U.S. livestock futures fell Wednesday in the face of widespread gains in commodities as traders worried that poor weather conditions across much of the U.S. continues to curb demand.
Live hogs for June settled down 2.22 cents, or 2.4%, at 91.65 cents per pound on the Chicago Mercantile Exchange. The July contract fell 1.47 cents, or 1.6%, to 91.55 cents per pound, while August futures dropped 0.85 cent, or 0.9%, to 93.05 cents per pound.
While cold, damp weather is supportive of grains markets, particularly corn, as farmers' planting schedules are delayed, the same conditions are negative for livestock markets, said Mike Zuzolo, president of Global Commodity Analytics and Consulting.
"The psychology of the meat trade for the past three weeks has been that, without the start of summer, we can't have the start of summer grilling season," he said.
Still, analysts said the losses in hogs were puzzling, given strength in other commodities. Corn futures jumped 4% on the day due to supply worries, while crude oil climbed 3.3% to settle above $100 a barrel. Typically, that would lift hogs as well, particularly since high grain prices hurt producers' margins and can prompt cutbacks in production.
Another factor possibly pressuring prices is expectations ahead of the U.S. Department of Agriculture's cold storage report, Allendale research director Rich Nelson said.
The average estimate of three analysts surveyed by Dow Jones Newswires pegs frozen pork supplies as of April 30 at 586.2 million pounds, up 1.6% from a month ago.
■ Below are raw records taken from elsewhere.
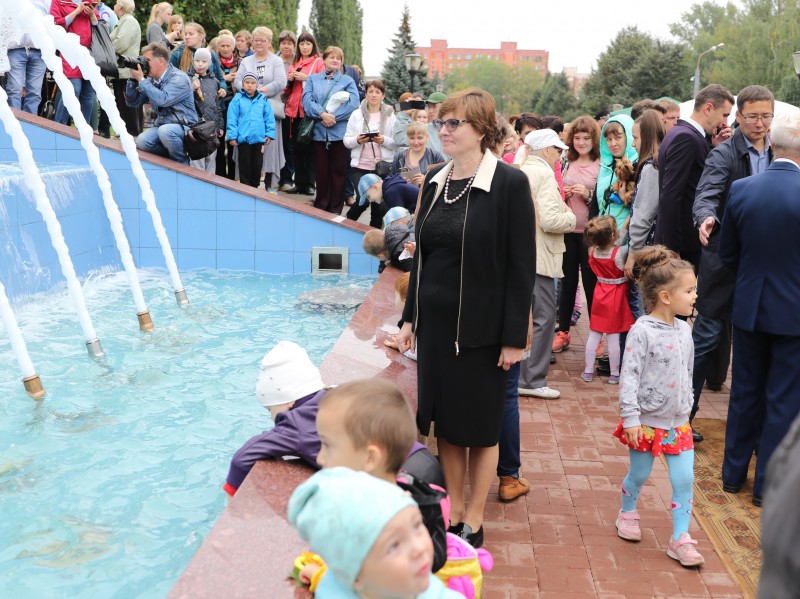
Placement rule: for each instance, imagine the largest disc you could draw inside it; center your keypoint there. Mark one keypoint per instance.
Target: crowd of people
(498, 222)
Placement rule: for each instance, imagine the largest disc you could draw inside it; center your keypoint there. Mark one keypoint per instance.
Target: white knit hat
(287, 374)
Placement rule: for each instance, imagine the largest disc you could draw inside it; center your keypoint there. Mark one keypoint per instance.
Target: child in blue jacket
(251, 124)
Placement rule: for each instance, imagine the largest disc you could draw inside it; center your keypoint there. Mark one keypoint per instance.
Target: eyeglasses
(450, 124)
(752, 119)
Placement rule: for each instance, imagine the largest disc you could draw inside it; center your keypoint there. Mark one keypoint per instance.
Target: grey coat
(655, 386)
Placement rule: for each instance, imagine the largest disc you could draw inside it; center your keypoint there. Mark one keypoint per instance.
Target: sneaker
(511, 488)
(683, 550)
(540, 392)
(561, 341)
(628, 526)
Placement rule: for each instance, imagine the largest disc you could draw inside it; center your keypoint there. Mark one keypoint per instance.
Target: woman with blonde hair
(271, 75)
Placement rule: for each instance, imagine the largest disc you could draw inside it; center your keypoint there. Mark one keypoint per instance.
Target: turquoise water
(109, 486)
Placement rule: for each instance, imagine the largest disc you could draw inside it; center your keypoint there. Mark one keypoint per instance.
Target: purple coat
(294, 434)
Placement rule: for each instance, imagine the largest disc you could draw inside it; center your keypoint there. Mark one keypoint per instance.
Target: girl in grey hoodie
(656, 396)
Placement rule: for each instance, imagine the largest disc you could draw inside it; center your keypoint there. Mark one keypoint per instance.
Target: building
(441, 59)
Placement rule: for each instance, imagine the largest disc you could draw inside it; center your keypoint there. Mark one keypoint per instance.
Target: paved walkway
(560, 540)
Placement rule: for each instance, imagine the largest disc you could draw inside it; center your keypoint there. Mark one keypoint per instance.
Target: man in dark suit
(759, 239)
(681, 159)
(747, 153)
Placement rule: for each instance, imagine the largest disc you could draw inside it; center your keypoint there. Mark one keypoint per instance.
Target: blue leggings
(681, 475)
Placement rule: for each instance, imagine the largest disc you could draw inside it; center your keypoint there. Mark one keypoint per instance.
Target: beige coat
(554, 218)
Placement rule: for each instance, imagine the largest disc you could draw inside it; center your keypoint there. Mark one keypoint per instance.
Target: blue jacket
(172, 98)
(761, 244)
(314, 93)
(250, 120)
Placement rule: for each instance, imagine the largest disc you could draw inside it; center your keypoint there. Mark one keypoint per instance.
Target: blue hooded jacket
(607, 177)
(250, 120)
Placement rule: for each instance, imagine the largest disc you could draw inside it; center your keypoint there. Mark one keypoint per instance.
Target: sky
(575, 32)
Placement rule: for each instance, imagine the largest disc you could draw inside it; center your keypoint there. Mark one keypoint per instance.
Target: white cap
(287, 374)
(544, 138)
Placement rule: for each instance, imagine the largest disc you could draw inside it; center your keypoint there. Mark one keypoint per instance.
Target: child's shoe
(628, 526)
(683, 550)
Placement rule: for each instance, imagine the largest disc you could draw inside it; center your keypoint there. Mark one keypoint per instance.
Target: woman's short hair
(287, 35)
(583, 124)
(376, 83)
(480, 111)
(333, 50)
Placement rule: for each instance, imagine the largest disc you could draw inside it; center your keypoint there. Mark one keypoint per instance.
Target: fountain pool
(109, 486)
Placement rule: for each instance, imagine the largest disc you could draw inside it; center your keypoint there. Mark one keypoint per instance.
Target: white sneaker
(540, 392)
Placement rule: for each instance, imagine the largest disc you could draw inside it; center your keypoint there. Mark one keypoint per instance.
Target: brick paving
(559, 541)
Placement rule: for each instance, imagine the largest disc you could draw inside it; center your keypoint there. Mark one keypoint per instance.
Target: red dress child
(610, 310)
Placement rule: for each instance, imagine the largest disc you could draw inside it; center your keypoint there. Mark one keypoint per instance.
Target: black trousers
(576, 255)
(305, 164)
(251, 158)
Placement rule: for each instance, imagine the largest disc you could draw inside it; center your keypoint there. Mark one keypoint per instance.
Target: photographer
(169, 91)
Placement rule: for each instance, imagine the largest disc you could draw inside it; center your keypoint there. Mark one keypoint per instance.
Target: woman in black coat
(469, 299)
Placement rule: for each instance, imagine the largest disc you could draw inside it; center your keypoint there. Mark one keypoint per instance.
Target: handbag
(102, 51)
(202, 139)
(305, 132)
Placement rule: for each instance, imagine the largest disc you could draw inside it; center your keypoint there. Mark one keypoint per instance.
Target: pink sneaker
(628, 526)
(683, 550)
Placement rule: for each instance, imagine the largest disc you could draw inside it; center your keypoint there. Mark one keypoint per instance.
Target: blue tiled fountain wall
(207, 226)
Analysts' estimates ranged from 580 million to 594.4 million pounds.
If the average estimate is correct, cold storage supplies will stand 21% above year-ago levels and about 4% above the five-year average. Analysts expect the U.S. Department of Agriculture report will show gains in pork-belly and ham stocks. The government releases the report Friday afternoon.
Fueling the rise in frozen supplies is a slowdown in consumer demand as retail prices rise. The delayed start to the outdoor grilling season, which likely slowed domestic sales forcing more pork into the nation's freezers, is another factor.
The fact that hogs fell Wednesday despite the corn rally is "a very, very big deal" that could keep pressure on prices, Nelson said.
Cash bids for hogs are reported mostly steady. Some processors were buying to complete this week's slaughter schedules and others were adding to their inventories for next week amid seasonal declines in supplies and a pullback in average weights. The lighter weights indicate that producers are more current, or up to date, on their marketings.
The terminal markets are trading mostly steady with top prices from $63 to $64 per hundred pounds on a live basis.
The latest Dow Jones Newswires pork packer margin index was plus $4.62 per head, compared with plus $5.62 the previous day.
The USDA's pork carcass composite value, a measure of wholesale prices, for Tuesday was $97.02 per hundred pounds, down $1.29 from an all-time high Monday of $98.31 per hundred pounds.